富士通はサントリーロジスティクスと共同で、AI(人工知能)を活用してフォークリフトの操作を判定するシステムを開発したと発表した。これにより、フォークリフトの安全運転評価業務が効率化すると期待される。サントリーロジスティクスは、自社の倉庫に同システムを順次導入する。
安全運転評価業務とは、物流倉庫内を走るフォークリフトのドライブレコーダー(ドラレコ)映像を点検し、安全運転かどうかを評価し、運転者にフィードバックする業務。
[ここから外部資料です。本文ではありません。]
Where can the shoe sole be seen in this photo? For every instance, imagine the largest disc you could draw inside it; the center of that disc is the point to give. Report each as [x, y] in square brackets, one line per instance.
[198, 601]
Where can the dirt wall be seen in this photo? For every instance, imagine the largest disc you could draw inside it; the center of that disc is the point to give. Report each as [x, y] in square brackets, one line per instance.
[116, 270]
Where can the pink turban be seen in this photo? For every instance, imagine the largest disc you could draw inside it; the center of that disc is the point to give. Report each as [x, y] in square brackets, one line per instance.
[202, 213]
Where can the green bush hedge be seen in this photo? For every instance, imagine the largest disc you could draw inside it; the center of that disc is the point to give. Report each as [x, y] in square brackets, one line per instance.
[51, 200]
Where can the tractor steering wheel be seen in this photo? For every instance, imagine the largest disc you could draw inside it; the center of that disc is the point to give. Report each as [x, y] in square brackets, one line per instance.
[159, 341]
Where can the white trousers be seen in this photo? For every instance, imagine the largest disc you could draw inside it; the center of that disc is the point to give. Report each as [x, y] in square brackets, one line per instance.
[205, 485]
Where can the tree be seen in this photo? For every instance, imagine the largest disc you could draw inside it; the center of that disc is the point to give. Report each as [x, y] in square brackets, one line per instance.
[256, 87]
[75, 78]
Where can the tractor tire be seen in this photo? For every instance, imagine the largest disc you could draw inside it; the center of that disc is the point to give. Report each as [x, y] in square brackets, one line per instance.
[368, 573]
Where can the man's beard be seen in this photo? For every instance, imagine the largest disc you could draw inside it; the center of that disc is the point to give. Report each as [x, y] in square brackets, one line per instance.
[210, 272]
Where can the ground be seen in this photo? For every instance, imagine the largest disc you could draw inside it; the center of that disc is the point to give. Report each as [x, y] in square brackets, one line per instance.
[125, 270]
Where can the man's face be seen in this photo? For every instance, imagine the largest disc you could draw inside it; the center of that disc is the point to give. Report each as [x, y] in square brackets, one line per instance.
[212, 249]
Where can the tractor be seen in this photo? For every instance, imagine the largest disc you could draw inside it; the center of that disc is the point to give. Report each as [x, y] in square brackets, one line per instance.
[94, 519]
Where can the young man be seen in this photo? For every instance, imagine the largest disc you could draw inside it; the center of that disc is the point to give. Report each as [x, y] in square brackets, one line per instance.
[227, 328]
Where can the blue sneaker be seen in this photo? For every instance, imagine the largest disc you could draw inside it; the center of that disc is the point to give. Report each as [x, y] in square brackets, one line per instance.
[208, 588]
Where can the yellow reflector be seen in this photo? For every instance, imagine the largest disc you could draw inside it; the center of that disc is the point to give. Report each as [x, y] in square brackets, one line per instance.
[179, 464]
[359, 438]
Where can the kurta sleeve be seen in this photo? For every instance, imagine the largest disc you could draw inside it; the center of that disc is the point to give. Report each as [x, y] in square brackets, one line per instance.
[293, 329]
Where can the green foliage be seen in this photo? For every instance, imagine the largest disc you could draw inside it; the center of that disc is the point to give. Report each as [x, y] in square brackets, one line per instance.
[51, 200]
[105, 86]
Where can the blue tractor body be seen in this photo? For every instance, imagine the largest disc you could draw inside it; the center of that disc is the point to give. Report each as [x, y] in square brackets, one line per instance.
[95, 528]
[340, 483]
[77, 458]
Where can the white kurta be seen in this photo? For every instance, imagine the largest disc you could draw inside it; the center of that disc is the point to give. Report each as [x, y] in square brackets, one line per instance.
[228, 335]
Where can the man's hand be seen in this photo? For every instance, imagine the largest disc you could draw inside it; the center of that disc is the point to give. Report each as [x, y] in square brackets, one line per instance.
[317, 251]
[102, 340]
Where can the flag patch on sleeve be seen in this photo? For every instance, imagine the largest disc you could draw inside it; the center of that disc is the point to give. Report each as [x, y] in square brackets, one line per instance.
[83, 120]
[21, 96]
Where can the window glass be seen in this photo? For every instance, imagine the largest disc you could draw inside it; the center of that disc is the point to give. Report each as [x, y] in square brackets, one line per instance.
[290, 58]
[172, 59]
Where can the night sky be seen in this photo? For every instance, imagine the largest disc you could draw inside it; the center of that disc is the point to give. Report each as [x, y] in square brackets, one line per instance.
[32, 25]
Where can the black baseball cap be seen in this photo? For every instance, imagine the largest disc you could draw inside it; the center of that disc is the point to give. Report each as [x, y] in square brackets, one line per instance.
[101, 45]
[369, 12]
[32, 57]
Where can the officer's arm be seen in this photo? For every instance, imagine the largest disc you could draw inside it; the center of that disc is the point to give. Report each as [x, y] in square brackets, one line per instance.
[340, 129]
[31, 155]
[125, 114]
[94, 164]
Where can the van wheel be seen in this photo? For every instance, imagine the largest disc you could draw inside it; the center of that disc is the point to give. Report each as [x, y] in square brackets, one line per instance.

サントリーロジスティクスでは、2018年にフォークリフトにへドラレコを導入し、これまで同社の安全推進部の従業員が年2回計500時間かけて数百名分のドラレコ映像を点検してきた。
今回開発したシステムは、フォークリフトを運転する上で危険運転につながる行為である「ながら操作」「静止確認不足」「一時停止確認不足」の危険運転シーンを検知する。同システムを活用することで、安全運転評価業務にかかる時間を従来比約半分削減できるという。
映像の変動量の分析やディープラーニングを用いた解析を行い、フォークリフトの走行状態(走行中、旋回中、停止中)、運転者の乗車状態(乗車中か否か)、爪の昇降位置の状態(操作中、停止中)といった3つの状態の組み合わせから、危険運転シーンを検知する。
例えば走行状態が「旋回中」かつ爪の状態が「爪操作中」である場合は、「ながら操作」の一つである「旋回ながら操作」の運転であるといったように、危険運転シーンを検知する。
動画の表示イメージ(出典:富士通)
また同システムでは、検知した危険運転シーンと共に検知の根拠を動画に表示し、評価者に提示する。さらに動画内の安全運転シーンの割合を見積もる係数をサントリーロジスティクス独自の安全係数として表示する。
安全係数は運転者がフォークリフトを操縦している時間に対する安全な運転をしている時間の割合で算出され、安全運転の時間が多いほど安全係数が高く表示される。これらにより、評価者は特に注意が必要な危険運転のシーンに集中して評価することができる。また、運転者はこれまで以上に適切な運転評価のフィードバックを受けられるようになる。